Poder familiar não autoriza exploração de mão de obra
Para a ministra Liana Chaib, o pátrio poder, ou poder familiar, não significa que a família seja dona da criança. “Ela não pode se valer de sua força de trabalho num regime de economia familiar, em detrimento da proteção à infância e ao direito ao não trabalho em atividades sabidamente perigosas, insalubres e inadequadas, que não oferecerem qualquer tipo de aprendizado”, afirmou.
Ainda segundo a ministra, o poder familiar deve ser exercido em um contexto de responsabilização pelo adequado desenvolvimento da criança. “Mais do que um domínio ou um direito sobre o corpo e a vida de outrem, o poder familiar se caracteriza como o dever de zelar, cuidar e promover o melhor progresso de um ser humano em formação”.

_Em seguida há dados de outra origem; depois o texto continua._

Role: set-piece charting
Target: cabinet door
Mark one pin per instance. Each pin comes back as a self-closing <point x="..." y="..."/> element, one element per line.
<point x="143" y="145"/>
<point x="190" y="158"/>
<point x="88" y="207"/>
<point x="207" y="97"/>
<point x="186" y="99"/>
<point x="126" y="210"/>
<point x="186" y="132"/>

A seu ver, é preciso afirmar a competência da Justiça do Trabalho no caso, como forma de proteger as crianças e os adolescentes contra a exploração. Portanto, também cabe à Justiça do Trabalho determinar que a avó não exija a prestação de serviços de seus netos.
Por decisão unânime, o colegiado determinou o retorno do processo à Vara do Trabalho de Corumbá para que examine os pedidos do MPT.